The report said that its approach remained appropriate to meet its two per cent inflation target that would sustain growth and employment.
It said gross domestic product (GDP) growth in the second quarter rose by five per cent, which was four per cent below pre-pandemic levels and stronger than expected in May.
Covid-19 cases have risen but are now starting to fall, although the number of people being told to self-isolate has grown.
Indicators of household spending have been flat at near to pre-Covid levels, and the housing market has also stayed strong.
Looking ahead, GDP is expected to grow by around three per cent, which is weaker than predicated and is expected to reach pre-pandemic levels in the fourth quarter.
The report pegged the unemployment rate at 4.8 per cent in the three months to May, which was slightly higher than at the end of 2019.
Furloughed jobs have fallen and were around two million at the end of June. The report noted that the vacancy stock had grown but there were signs of recruitment difficulties.
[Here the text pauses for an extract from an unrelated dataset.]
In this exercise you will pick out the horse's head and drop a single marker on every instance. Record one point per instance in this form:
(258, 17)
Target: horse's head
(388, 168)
The MPC said that spare capacity had been eroded over the past few quarters as demand overtook supply, but these are expected to reduce over time.
Bluestone Mortgages sales and marketing director, Reece Beddall, said the decision to maintain the base rate was welcome to potential and existing borrowers as the low-rate environment would give them an “extra helping hand” to get on the property ladder.
David Whittaker, chief executive of Keystone Property Finance, said: “The Bank of England is playing it cautious and, understandably, doesn’t want to do anything that will derail the recovery.
“For borrowers, the bigger question is whether SWAP rates reflect a different view from the MPC in the weeks ahead and start to rise again and the extent to which this is offset by competition between lenders, who generally have stronger appetites after a great H1 on completions.
“The divergence will probably be clearer at the next Quarterly Inflation Report from BoE in early November. Fixed rates should be stable over this period, but the challenge will be whether the BoE can then ensure that bank rate rises are gradual as 2021 turns into 2022.”